El pleno del Tribunal Constitucional ha suspendido por unanimidad la convocatoria del «proceso de participación ciudadana» convocado por Artur Mas para el 9-N (el domingo que viene) como alternativa a la consulta oficial, que fue paralizada por el mismo tribunal el 29 de septiembre.
La suspensión tiene efectos desde el día 31 de octubre, fecha en que la Abogacía del Estado interpuso el recurso contra el 9-N alternativo.
Al contrario de lo que reclamaba el Ejecutivo de Rajoy, el Constitucional no incluye en su resolución ningún aviso respecto a la infracción que conlleva no obedecer su postura. El Gobierno no sólo había pedido la suspensión de este «referendo encubierto», tal como lo califica en el recurso, sino que instaba a los magistrados a ir más allá con una advertencia al presidente de la Generalitat, Artur Mas, sobre las consecuencias que la vulneración de su decisión podrían acarrearle.
Como ya ocurrió con la consulta original, el tribunal ha admitido a trámite el recurso del Gobierno en el que se solicitaba la suspensión automática de la convocatoria.
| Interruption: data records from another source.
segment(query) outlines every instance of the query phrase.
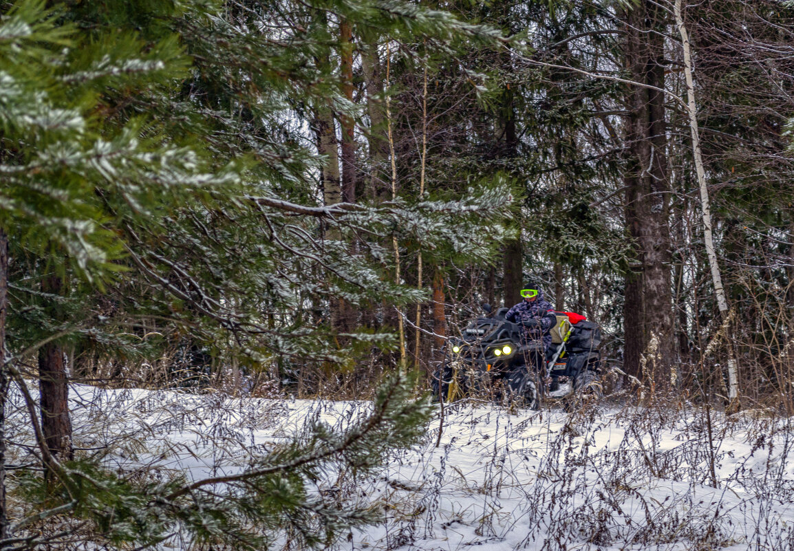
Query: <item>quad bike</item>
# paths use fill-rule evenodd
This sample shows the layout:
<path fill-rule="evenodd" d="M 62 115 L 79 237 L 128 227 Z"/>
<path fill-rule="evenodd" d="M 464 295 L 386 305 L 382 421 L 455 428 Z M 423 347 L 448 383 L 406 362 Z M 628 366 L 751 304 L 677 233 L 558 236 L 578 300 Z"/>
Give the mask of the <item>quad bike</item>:
<path fill-rule="evenodd" d="M 484 307 L 491 313 L 490 306 Z M 539 340 L 522 338 L 521 326 L 505 319 L 507 310 L 499 308 L 491 317 L 477 318 L 461 337 L 447 341 L 444 361 L 432 381 L 437 399 L 453 402 L 489 392 L 537 409 L 547 395 L 568 398 L 567 405 L 573 407 L 587 396 L 600 395 L 597 325 L 578 314 L 555 312 L 552 345 L 544 353 Z M 568 395 L 561 396 L 557 389 L 565 379 L 571 384 Z"/>

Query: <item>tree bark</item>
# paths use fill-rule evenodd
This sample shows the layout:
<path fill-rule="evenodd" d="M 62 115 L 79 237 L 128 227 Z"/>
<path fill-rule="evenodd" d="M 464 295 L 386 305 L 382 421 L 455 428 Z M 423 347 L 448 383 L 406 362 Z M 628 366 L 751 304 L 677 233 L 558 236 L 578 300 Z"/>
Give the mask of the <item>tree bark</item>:
<path fill-rule="evenodd" d="M 339 179 L 339 149 L 337 145 L 336 125 L 330 109 L 318 109 L 314 118 L 318 135 L 318 152 L 326 157 L 320 178 L 322 198 L 326 206 L 341 202 Z"/>
<path fill-rule="evenodd" d="M 353 29 L 346 20 L 339 23 L 339 53 L 342 93 L 353 103 Z M 342 198 L 346 202 L 356 201 L 356 121 L 349 115 L 339 118 L 342 130 Z"/>
<path fill-rule="evenodd" d="M 558 312 L 565 311 L 565 286 L 563 281 L 562 264 L 554 263 L 554 309 Z"/>
<path fill-rule="evenodd" d="M 507 62 L 503 62 L 508 67 Z M 499 120 L 501 133 L 504 137 L 504 148 L 502 156 L 513 158 L 518 155 L 518 138 L 515 128 L 515 114 L 513 102 L 513 91 L 509 87 L 503 91 L 502 110 Z M 521 211 L 517 214 L 517 225 L 520 232 L 522 227 Z M 524 257 L 521 244 L 521 234 L 505 244 L 503 255 L 504 305 L 511 306 L 520 302 L 521 290 L 524 287 Z"/>
<path fill-rule="evenodd" d="M 433 332 L 436 333 L 436 351 L 441 350 L 446 344 L 446 314 L 444 293 L 444 274 L 436 268 L 433 275 Z"/>
<path fill-rule="evenodd" d="M 55 275 L 45 276 L 41 291 L 62 295 L 63 279 Z M 39 392 L 41 432 L 47 448 L 57 460 L 70 460 L 74 457 L 74 450 L 69 418 L 69 385 L 64 362 L 64 347 L 57 341 L 48 342 L 39 349 Z"/>
<path fill-rule="evenodd" d="M 681 47 L 684 49 L 684 75 L 687 84 L 687 112 L 689 115 L 689 131 L 692 141 L 692 156 L 695 159 L 695 171 L 697 174 L 698 186 L 700 188 L 700 209 L 703 214 L 703 234 L 706 245 L 706 253 L 708 256 L 708 264 L 711 272 L 711 283 L 714 285 L 714 294 L 717 299 L 717 307 L 723 318 L 723 323 L 729 326 L 725 328 L 726 341 L 728 349 L 728 399 L 732 409 L 738 407 L 738 367 L 733 353 L 733 342 L 730 338 L 730 320 L 728 314 L 728 301 L 725 298 L 725 289 L 723 287 L 723 278 L 719 271 L 719 263 L 717 253 L 714 249 L 714 237 L 711 233 L 711 209 L 709 202 L 708 187 L 706 185 L 706 171 L 703 164 L 703 155 L 700 151 L 700 137 L 697 122 L 697 105 L 695 102 L 695 83 L 692 78 L 692 52 L 689 45 L 689 37 L 687 28 L 684 24 L 681 13 L 681 0 L 676 0 L 674 6 L 676 25 L 681 36 Z"/>
<path fill-rule="evenodd" d="M 6 398 L 8 375 L 6 369 L 6 313 L 8 310 L 8 237 L 0 228 L 0 539 L 8 538 L 6 508 Z"/>
<path fill-rule="evenodd" d="M 386 160 L 389 156 L 388 138 L 386 136 L 383 94 L 384 77 L 380 60 L 378 59 L 376 44 L 366 44 L 361 52 L 361 71 L 367 87 L 367 114 L 369 115 L 369 129 L 367 141 L 369 144 L 370 175 L 368 195 L 375 199 L 385 198 L 389 177 L 386 170 Z"/>
<path fill-rule="evenodd" d="M 639 356 L 651 337 L 659 342 L 658 360 L 646 365 L 657 387 L 669 383 L 674 361 L 673 304 L 670 290 L 670 234 L 668 225 L 664 94 L 665 12 L 642 0 L 626 14 L 626 63 L 630 79 L 657 90 L 630 86 L 625 137 L 626 171 L 626 225 L 636 248 L 636 273 L 626 279 L 625 371 L 639 371 Z"/>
En este caso, no existía un acto formal determinante de esa llamada a las urnas pero el Constitucional ha considerado que elementos como las cartas a los funcionarios, la web activada para el 9-N, la web ‘participa2014.cat’, las comunicaciones de la Ejecutivo autonómico, la orden a los medios de incluir publicidad gratuita e incluso vídeos con intervenciones públicas del presidente catalán, Artur Más, su vicepresidenta, Joana Ortega, y el portavoz de la Generalitat, Francesc Homs.
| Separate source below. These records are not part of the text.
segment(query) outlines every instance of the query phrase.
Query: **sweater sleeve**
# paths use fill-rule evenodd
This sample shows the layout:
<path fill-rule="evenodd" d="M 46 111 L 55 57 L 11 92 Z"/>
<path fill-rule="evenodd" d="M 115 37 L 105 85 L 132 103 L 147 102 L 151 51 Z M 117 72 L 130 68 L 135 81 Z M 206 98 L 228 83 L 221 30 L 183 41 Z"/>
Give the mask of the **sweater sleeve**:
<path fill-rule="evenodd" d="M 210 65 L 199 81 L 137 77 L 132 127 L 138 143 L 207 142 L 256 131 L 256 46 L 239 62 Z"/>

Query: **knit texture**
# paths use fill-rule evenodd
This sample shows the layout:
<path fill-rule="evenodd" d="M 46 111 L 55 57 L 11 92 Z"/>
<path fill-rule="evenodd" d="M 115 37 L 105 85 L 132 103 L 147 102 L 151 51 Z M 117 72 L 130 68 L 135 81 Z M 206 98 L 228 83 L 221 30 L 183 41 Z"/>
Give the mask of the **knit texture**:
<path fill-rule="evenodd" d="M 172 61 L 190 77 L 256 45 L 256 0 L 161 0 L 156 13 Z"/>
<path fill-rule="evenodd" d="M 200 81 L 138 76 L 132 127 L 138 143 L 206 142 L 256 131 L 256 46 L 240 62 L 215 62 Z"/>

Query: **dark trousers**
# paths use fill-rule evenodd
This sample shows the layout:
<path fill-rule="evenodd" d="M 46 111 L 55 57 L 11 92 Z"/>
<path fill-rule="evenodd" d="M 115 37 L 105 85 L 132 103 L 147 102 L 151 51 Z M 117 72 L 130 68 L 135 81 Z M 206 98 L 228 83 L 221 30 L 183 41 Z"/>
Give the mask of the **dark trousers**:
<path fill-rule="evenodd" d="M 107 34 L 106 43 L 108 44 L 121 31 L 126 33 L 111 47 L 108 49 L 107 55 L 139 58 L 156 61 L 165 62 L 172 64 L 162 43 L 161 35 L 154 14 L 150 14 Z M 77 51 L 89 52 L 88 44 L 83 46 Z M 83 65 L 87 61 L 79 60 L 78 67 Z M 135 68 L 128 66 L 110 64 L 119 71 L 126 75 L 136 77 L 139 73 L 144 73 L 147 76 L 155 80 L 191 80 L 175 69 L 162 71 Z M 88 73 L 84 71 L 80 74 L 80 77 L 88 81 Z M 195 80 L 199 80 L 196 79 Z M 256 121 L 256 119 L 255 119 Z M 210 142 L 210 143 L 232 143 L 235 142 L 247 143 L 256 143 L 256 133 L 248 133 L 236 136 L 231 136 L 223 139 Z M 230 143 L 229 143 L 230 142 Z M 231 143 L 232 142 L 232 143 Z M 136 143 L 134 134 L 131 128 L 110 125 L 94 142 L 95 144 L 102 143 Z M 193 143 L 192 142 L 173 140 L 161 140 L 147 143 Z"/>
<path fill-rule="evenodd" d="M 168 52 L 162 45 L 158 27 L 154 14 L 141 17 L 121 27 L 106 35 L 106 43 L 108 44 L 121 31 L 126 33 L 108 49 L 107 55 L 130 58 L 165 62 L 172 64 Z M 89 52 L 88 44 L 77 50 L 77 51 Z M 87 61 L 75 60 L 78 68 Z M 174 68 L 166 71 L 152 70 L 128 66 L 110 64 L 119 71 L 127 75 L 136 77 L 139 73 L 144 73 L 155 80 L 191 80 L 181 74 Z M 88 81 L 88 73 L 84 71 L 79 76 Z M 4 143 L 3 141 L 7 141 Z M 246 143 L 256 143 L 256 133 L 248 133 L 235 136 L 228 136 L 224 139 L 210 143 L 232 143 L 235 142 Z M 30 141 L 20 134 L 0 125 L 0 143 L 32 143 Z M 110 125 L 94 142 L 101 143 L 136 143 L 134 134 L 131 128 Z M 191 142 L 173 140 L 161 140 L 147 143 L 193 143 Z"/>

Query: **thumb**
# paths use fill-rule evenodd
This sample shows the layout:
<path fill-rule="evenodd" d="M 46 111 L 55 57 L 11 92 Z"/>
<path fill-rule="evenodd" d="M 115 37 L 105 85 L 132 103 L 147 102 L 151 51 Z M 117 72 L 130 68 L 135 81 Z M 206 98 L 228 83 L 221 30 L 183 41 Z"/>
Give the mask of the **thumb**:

Así, en la providencia de admisión a trámite, el alto tribunal concreta que quedan en suspenso «los actos impugnados, así como las restantes actuaciones de preparación de dicha consulta o vinculadas a ella».
Los motivos de impugnación son prácticamente iguales a los que se esgrimieron en el primer recurso a las que, en esta ocasión, añade las escasas garantías democráticas que tiene el nuevo proceso.